Three days—four—Travis, weary to his very bones, dragged back from a scouting trip southward and hunched down by the fire in the small camp the three field men kept on the heights above the crucial valley. The metallic taste in the air rasped throat and lungs when he breathed deeply.
For the past two days the volcanic activity in the north had become more intense. Once the night before they had all been awakened by a display—luckily miles away—during •which half a mountain must have blown skyward. Twice torrents of rain had hit, but it was warm rain and the sultriness of the air made conditions now almost tropical. He would be very glad when that fretwork of bars was in place and they could leave this muggy hotbox.
“See anything?” Ross Murdock tossed aside the hide blanket he had pulled about head and shoulders and coughed raspingly as one of the sulphur-tinged breezes curled about them. “Migration—I think,” Travis qualified his report. “The big bison herd is already well south and the hunters are following it.”
“Don’t like the fireworks, I suppose.” Ross nodded to the north. “And I don’t blame them. There’s a forest burning up there today.”
“Seen anything more of the mammoths?” “Not around here, I was northeast anyway.” “How long before they’ll be through down there?” Travis went to look down at the ship.

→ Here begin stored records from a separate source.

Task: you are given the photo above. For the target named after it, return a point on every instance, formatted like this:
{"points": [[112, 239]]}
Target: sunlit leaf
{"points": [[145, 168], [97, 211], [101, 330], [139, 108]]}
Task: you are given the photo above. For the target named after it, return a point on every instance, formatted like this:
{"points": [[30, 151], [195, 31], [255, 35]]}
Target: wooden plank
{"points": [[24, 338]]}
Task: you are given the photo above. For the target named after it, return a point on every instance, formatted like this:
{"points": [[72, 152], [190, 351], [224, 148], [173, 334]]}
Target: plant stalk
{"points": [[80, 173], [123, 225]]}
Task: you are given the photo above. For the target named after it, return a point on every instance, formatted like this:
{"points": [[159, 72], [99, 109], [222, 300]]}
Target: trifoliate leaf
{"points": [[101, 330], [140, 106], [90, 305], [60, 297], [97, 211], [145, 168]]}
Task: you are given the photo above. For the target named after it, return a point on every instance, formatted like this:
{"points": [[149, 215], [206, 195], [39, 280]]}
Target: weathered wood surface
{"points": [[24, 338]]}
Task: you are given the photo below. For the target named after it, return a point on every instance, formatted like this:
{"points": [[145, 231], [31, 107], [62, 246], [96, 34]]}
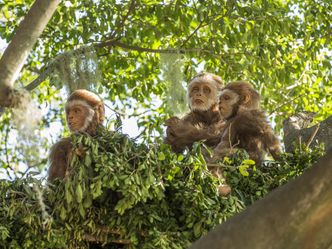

There was a murky haze gathering about the valley and it was spoiling the clearness of view. But men were still aloft on the scaffolding of rods-hurrying to the final capping of the skeleton enclosure about the sphere.
“Ask one of the brains. The other crew—the medics-finished their poking this afternoon. They went through transfer an hour ago. I’d say tomorrow they’ll be ready to throw the switch on that gadget. About time. I have a feeling about this place. . . .”
“Maybe rightly.” Ashe loomed out of the growing murk. “There’s trouble popping to the north.” He coughed, and Travis suddenly noted that the mat of wig was missing from the older man’s head. He saw that there was a long red mark which could only mark a burn down Ashe’s shoulder, crossing the white seam of an earlier scar. Ross, seeing it too, jumped to his feet and turned Ashe toward the light of the fire to inspect that burn closer.
“What did you do—try to play boy on the burning deck?” His voice held an undernote of concern.
“I miscalculated how fast a stand of green timber can burn —when conditions are right. The top of a mountain did blow off last night, and that may have an encore soon. We’re moving down nearer to the transfer. And we may have visitors—“
“Hunters? I saw them moving south—“
But Ashe was shaking his head in answer to Travis.
“No, but we may have been too clever about rigging that sonic screen. Those mammoths have been holed up in a small sub-valley to the north. If the hell I’m expecting now breaks loose, sonics won’t hold them back, but breaking through such a barrier will make them really wild. They might just charge straight down through here. Kelgarries will have to try his big transfer and quick if that happens.”